Rose Solecki joined her husband's excavation of the Shanidar cave sites in Iraq between 1956 and 1960. The sites contained rich evidence of Neanderthal life, including several complete skeletons. They also had archaeological projects in Lebanon, Iran, Turkey, Syria, and Sudan. Until Ralph Solecki's retirement in 1990, she was a research associate affiliated with Columbia University; from 1990 to 2000, Rose Solecki was Adjunct Professor of Anthropology at Texas A&M University.
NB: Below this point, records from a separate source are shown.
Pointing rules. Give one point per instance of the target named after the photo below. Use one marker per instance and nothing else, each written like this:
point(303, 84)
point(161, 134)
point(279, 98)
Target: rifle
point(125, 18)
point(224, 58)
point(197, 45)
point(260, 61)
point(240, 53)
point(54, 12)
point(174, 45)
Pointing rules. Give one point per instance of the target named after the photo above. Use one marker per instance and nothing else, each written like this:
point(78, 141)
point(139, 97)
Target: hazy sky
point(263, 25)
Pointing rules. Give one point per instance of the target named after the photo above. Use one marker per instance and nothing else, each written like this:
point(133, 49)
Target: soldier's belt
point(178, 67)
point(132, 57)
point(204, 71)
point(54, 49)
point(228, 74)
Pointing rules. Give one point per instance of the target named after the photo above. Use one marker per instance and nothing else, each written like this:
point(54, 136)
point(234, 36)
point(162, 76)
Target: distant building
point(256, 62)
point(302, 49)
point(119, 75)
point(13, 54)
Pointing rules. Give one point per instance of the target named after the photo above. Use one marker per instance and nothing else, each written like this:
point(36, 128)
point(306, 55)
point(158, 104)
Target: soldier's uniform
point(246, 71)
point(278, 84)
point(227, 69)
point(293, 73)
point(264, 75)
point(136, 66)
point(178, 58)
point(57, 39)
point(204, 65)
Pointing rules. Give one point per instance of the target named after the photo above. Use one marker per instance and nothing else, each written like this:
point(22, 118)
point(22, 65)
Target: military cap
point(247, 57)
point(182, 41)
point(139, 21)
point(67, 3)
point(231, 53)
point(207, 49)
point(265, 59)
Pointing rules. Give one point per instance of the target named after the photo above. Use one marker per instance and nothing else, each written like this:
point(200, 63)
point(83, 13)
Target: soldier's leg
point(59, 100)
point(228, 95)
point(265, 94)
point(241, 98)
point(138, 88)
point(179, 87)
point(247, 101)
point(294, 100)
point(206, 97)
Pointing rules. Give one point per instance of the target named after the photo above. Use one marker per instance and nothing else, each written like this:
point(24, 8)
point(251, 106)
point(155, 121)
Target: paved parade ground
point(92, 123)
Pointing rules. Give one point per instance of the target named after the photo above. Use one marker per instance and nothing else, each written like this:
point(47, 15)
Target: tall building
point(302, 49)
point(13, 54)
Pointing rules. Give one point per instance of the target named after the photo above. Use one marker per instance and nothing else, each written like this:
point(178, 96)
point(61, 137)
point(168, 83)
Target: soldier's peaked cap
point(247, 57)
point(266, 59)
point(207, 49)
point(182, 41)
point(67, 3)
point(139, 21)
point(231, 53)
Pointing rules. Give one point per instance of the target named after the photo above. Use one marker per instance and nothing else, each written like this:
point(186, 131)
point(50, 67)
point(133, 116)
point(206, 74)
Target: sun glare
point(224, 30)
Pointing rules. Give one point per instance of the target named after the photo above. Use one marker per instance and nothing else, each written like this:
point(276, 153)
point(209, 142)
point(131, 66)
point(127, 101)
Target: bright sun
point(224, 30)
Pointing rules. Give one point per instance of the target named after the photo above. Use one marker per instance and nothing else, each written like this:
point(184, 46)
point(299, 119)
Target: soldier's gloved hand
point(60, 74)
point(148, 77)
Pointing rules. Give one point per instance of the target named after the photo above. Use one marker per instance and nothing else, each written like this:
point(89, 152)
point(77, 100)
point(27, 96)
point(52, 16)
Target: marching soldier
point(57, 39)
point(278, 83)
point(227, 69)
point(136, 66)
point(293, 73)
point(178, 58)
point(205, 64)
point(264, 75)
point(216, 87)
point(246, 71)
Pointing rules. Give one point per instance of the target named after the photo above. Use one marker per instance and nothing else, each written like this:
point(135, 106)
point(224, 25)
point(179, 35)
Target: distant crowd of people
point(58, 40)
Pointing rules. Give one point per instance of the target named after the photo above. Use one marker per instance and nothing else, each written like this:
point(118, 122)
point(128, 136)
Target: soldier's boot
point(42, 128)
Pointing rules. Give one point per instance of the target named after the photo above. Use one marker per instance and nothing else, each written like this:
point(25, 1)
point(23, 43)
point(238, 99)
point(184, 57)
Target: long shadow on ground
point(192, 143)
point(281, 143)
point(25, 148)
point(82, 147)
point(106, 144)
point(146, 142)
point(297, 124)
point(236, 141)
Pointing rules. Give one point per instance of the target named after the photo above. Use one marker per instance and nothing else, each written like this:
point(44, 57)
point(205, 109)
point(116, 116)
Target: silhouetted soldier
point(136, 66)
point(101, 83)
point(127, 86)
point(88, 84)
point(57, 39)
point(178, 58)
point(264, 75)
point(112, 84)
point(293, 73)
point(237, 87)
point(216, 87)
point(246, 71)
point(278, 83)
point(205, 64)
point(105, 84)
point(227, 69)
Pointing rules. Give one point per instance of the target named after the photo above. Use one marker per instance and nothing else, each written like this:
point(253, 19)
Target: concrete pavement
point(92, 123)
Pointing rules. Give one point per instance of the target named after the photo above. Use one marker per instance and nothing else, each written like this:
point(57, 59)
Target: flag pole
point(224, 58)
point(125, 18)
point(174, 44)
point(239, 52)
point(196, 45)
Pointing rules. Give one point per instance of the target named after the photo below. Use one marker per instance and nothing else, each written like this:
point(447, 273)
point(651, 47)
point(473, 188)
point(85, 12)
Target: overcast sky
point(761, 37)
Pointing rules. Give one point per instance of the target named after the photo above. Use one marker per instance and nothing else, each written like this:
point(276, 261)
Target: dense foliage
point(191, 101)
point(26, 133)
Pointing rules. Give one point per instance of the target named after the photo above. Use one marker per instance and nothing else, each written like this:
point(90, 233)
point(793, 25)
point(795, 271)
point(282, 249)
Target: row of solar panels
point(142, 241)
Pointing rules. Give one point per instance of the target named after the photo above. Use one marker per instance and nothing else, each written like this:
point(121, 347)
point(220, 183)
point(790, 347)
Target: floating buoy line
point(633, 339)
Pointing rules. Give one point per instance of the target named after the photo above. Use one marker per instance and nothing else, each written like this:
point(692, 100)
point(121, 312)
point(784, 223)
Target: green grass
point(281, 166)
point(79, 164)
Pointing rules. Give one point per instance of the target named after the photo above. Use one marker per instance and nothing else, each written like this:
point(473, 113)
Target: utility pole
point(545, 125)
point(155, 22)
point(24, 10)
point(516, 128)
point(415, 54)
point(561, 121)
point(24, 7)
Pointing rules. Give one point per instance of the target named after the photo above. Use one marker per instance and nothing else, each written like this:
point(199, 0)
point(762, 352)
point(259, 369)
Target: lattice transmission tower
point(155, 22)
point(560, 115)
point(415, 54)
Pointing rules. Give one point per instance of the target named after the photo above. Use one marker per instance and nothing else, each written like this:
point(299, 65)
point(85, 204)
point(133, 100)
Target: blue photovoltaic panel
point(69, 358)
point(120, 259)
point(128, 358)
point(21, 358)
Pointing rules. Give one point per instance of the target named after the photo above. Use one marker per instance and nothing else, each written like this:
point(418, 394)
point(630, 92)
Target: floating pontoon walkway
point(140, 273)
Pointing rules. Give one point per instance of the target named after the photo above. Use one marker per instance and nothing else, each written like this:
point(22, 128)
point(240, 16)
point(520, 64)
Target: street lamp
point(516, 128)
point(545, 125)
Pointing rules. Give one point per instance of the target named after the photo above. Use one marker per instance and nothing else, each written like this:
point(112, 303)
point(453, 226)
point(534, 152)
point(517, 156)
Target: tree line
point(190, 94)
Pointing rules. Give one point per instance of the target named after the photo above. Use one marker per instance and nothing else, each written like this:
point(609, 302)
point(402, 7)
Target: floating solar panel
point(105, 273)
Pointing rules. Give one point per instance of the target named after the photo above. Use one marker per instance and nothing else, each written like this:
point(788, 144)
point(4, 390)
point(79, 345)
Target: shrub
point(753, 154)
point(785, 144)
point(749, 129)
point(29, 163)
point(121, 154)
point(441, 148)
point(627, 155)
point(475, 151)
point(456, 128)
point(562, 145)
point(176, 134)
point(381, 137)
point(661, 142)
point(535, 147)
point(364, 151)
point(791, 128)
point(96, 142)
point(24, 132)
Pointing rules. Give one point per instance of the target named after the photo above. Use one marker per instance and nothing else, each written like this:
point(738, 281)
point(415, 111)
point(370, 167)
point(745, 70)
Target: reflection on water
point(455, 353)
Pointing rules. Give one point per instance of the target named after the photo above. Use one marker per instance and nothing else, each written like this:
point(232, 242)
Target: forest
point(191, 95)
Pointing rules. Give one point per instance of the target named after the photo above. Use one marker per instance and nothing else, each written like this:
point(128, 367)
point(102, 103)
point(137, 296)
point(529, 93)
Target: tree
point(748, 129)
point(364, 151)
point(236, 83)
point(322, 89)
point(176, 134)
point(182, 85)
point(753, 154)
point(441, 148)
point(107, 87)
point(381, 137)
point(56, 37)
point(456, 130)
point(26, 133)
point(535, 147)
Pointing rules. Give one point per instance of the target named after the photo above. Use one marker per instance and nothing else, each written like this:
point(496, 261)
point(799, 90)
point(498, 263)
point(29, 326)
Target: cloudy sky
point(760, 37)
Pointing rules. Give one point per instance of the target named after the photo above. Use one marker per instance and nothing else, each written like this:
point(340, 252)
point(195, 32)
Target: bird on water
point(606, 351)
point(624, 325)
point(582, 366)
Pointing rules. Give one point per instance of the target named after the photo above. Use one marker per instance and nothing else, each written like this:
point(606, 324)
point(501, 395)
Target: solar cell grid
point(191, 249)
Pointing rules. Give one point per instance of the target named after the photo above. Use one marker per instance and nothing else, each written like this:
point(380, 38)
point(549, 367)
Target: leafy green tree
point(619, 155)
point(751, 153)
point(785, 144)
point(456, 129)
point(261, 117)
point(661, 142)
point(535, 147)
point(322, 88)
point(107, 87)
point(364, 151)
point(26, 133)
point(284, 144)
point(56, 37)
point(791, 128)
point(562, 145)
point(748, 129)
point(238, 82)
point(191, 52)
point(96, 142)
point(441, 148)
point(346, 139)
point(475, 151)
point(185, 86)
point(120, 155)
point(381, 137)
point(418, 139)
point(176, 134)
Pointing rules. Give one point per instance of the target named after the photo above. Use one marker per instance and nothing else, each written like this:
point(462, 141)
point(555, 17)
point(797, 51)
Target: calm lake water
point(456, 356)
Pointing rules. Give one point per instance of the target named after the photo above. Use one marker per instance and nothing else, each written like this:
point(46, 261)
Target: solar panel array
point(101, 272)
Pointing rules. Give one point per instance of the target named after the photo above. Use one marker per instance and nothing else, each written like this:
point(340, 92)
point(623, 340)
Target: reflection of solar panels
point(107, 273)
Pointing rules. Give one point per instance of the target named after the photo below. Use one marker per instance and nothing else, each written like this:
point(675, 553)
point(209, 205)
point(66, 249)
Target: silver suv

The Soleckis co-authored many scholarly articles, and The Proto-Neolithic Cemetery in Shanidar Cave (2004, with Anagnostis P. Agelarakis), based on their years of work in Iraq. Rose Solecki also wrote Tepe Seavan, a Dalma Period Site in the Margavar Valley, Azerbaijan, Iran (1973) and An Early Village Site at Zawi Chemi Shanidar (1981).

== Personal life ==
Rose married Ralph Solecki in 1955. They had two sons, John Solecki (a United Nations official) and William Solecki (a geography professor). Ralph Solecki died in 2019, aged 101 years. The Soleckis' papers, and a 2018 oral history with both of them, are archived in the National Anthropological Archives, Smithsonian Institution. Columbia University gives an annual Ralph and Rose Solecki Award, for an archaeology student chosen by the faculty.